Gosh, I wonder whether I ever HAD any daring! Here I am dutifully reviewing mathematical functions in my book, hoping to actually get to something calculus-like before the next decade. Do I have that kind of dedication? I look at scientists as kind of like "techno-mages," possessed of amazing and un-shareable skills and knowledge, able to bend time and space with their theories, able to perceive galaxies thirteen billion light years away, able to re-create the primal sparks of the Big Bang in their vast accelerators. They don't paint pictures of lightning, they create it.

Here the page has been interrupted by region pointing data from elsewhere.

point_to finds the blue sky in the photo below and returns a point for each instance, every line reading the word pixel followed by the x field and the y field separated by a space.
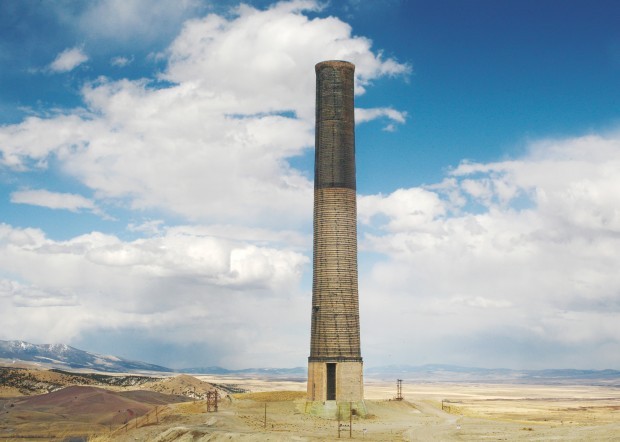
pixel 156 178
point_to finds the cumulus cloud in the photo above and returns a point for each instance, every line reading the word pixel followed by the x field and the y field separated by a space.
pixel 68 60
pixel 53 200
pixel 504 256
pixel 121 61
pixel 214 145
pixel 184 280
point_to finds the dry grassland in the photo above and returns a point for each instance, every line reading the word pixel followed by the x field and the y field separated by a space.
pixel 430 412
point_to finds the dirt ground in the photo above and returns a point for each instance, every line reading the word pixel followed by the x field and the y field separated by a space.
pixel 429 412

Now some folks feel the same mythic way about artists that I feel about scientists. In fact, the romantic movement of the nineteenth century made up a myth about artists that has haunted those who do art ever since. It was artists who were special, artists who were like some sort of magicians, who could create reality from simple paint or pencil, who saw deeper into the world. Now, in our post-modern age, dominated by photography and technology, artists have lost their magic. It is the scientists who command the lightning, not the artists. And thus the artist who loves science is haunted by the unbreachable gap of energy and brilliance between art and science, where paint cannot possibly equal plasma.